Амулий не задумался бы разрыть и взломать вместилище Лара, вынуть его оттуда с «палладиумом» и унести к себе в Альбу, но очевидно, среди его пьяной ватаги приверженцев находился кто-то, помешавший этому, – человек, быть может, тоже пьяный, но все-таки имевший более чуткую совесть, – человек властный, могущественный, чье слово ценилось в Альбе даже выше приказаний царя.
Нумитор догадался, что таким человеком мог быть только Мунаций, жрец Латиара.
– Кальвина убита!.. – Вскрикнул Нумитор, выбежав из дома наружу к друзьям, – Лавз убит!.. Малютки убиты!..
Он поник головою на грудь в отупении, не рыдая, не проливая слез, и долго так стоял молча, как бы обдумывая, что ему теперь делать, как поступить.
– Но Сильвии там нет? – спросил его молодой вождь Квирин.
Это нарушило столбняк Нумитора.
– Я не видал ее, – отозвался он, – ах!.. где, где она?.. Где дочь моя?! Что они с нею сделали?!
– Быть может, ее сожгли, – предположил Таций, сабинец, – оттого ты и не нашел ее тела.
Чувствуя, что под его ногами точно колеблется земля, Нумитор, в порывах горя, снова вошел в дом, с трудом, шатаясь, приблизился к трупам и осмотрел их подробнее, чем в первый раз.

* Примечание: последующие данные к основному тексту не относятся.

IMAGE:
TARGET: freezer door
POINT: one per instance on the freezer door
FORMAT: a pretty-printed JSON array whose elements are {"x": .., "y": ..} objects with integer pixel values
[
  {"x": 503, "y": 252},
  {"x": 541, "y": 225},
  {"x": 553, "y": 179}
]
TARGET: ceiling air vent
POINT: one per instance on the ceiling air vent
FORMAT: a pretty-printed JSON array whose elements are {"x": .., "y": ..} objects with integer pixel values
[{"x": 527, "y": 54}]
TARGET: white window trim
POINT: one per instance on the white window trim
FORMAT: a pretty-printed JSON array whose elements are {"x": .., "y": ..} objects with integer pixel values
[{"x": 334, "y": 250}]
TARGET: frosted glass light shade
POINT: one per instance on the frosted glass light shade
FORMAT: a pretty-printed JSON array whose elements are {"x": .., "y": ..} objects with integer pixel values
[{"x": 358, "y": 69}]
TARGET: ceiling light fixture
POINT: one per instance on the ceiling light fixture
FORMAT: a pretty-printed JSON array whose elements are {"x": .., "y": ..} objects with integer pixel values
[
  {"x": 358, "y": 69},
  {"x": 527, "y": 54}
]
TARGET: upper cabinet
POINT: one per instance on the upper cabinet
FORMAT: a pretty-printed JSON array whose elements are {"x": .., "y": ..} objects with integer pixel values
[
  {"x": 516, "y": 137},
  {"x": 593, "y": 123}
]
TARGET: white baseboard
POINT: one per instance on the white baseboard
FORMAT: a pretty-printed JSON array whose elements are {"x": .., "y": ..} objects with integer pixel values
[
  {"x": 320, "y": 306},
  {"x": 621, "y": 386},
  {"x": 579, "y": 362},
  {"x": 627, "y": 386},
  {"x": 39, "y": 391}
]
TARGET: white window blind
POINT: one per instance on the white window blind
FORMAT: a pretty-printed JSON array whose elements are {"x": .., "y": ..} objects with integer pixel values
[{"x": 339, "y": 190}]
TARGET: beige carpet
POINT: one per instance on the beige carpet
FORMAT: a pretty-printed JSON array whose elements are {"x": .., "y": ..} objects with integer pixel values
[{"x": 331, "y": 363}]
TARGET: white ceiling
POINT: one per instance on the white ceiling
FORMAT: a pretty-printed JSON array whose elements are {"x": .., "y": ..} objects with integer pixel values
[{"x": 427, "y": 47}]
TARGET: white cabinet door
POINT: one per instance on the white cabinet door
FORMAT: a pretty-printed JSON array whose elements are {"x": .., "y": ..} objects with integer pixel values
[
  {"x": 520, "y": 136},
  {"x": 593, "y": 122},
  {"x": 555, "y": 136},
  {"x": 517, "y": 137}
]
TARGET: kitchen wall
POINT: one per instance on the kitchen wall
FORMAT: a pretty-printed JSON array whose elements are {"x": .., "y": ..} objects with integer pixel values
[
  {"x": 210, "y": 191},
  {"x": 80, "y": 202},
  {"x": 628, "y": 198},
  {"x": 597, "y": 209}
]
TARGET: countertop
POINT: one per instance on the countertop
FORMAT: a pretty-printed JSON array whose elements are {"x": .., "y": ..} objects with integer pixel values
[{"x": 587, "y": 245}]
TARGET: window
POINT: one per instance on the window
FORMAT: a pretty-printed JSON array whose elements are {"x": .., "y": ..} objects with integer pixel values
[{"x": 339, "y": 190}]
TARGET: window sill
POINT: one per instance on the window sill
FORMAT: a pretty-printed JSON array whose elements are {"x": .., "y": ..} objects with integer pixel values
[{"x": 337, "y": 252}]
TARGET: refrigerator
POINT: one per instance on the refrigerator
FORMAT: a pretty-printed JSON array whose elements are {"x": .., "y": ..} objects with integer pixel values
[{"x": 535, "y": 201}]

Из них лишь тело Лавза было еще свежим, а остальные все уже разложились при летней жаре до такой степени, что любящий человек едва узнал их.
Нумитор склонился и осмотрел Лавза; его голова была не тронута врагами, имела лишь незначительные синяки и ссадины, происшедшие, несомненно, от других причин, гораздо раньше того времени, когда его убивали, но его юношеское, полное лицо, загорелое от солнца и ветра, стало белым и сильно исхудало, что отчасти навело Нумитора на мысль о его долгом голоде или скудном питании какою-нибудь непривычною пищей, вроде невареных зерен, в заточении, без солнца, только огорченный царь предположил, что его сын не добровольно сидел в яме, спрятавшись, а дядя долго томил его так, не решая в своей пьяной голове, мучительно или быстро убить его.
Он еще свеж, стало быть, убит не дальше вчерашнего дня; вернись Нумитор домой с марсами и сабинцами на сутки раньше, он мог бы защитить хоть этого одного сына от беспощадной руки губителя.
Таций и Квирин торопили его домой, но он, вопреки им, провел целый день на Неморенском озере у Нессо, свернув к жрецу Цинтии, которого недавно видел, потом посетил жреца Януса на Яникульском холме, уже в пределах земель рамнов, долго плакал на берегу Альбунея против острова, где погребен его отец, перебрался в эти заповедные дебри с Эгерием, выбрал ему там место для поселения, помогал сообща со всею свитой строить ему хижину, обещая прислать к нему Перенну и несколько человек в слуги.